In one sense, quantum field theory is by now well-developed and has been applied to many phenomena, and the results of computations in quantum field theory are known to reproduce experimental results accurately. For example, the Standard Model of particle physics itself, which describes the interactions of elementary particles below the energy scale currently accessible to us, is one particular quantum field theory among others. Not only that, there are many subjects in mathematics developed partly by various types of inspirations coming from the study of quantum field theory, such as the Seiberg-Witten theory of four-dimensional manifolds.
Still, quantum field theory is a young, immature and developing field of theoretical physics.
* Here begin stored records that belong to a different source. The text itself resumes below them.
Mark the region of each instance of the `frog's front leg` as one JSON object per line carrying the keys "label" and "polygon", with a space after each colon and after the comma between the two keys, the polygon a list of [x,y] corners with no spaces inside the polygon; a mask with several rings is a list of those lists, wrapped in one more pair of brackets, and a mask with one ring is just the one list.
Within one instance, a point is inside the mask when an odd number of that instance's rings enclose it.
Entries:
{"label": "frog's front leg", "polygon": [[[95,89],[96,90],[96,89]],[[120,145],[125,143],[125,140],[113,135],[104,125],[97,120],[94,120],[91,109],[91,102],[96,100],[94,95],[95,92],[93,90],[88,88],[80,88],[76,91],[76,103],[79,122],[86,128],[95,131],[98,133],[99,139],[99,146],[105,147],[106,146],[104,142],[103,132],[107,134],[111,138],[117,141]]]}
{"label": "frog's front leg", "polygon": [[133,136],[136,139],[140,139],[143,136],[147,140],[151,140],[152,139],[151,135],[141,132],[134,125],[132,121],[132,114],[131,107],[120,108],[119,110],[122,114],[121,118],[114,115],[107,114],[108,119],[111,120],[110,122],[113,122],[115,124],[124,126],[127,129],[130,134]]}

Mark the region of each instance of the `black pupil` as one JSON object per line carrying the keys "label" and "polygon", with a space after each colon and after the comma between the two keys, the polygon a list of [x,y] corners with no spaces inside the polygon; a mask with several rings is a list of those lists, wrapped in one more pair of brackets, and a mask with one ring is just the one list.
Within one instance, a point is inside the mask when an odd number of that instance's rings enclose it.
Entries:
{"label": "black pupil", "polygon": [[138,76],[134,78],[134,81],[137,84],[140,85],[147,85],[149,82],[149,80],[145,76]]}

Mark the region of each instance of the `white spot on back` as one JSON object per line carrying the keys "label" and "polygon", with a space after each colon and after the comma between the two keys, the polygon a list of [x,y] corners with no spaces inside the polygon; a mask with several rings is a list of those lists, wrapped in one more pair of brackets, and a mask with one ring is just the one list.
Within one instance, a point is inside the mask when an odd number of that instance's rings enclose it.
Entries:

One indication of its relative youth is that there has not been any agreed-upon mathematical language which can express what physicists do with quantum field theory, although mathematicians did try to formulate various parts of it in the past. This is in stark contrast to the situation with e.g. quantum mechanics and general relativity, for which we have precise mathematical theories. It is true that physicists do know a set of rules which allows them to compute experimentally-observed quantities, but the framework encompassing these rules is still beyond reach.
A number of researchers in Kavli IPMU are involved in advancing our understanding of quantum field theory, and this activity transcends the traditional subdivision within physics and mathematics. It is a research area where condensed matter physicists, string theorists, particle phenomenologists and mathematicians can equally make contributions.
Some samples of the works of these researchers are:
- A systematic method to compute the number of possible operators in any effective field theory, including the Standard Model. This is such a fundamental piece of information about any quantum field theory, but before this work it was done by hand in an ad hoc manner which was error-prone.
- A re-analysis of the quantum anomaly of finite symmetries such as Zn. Again this particular case was previously obtained using an embedding into continuous U(1) symmetry, but with a new method which originated in condensed matter theory and which became available in the last few years, it can now be determined from the first principle.
- A precise mathematical formulation of the concept of the "Coulomb branch", the part of the supersymmetric moduli space of a three-dimensional N=4 supersymmetric quantum field theory. Mathematically this amounts to an association of a holomorphic symplectic variety to a pair of a group and its representation, which is different to and morally dual to the construction known as the hyperkahler reduction.
(Last update: 2018/09/07)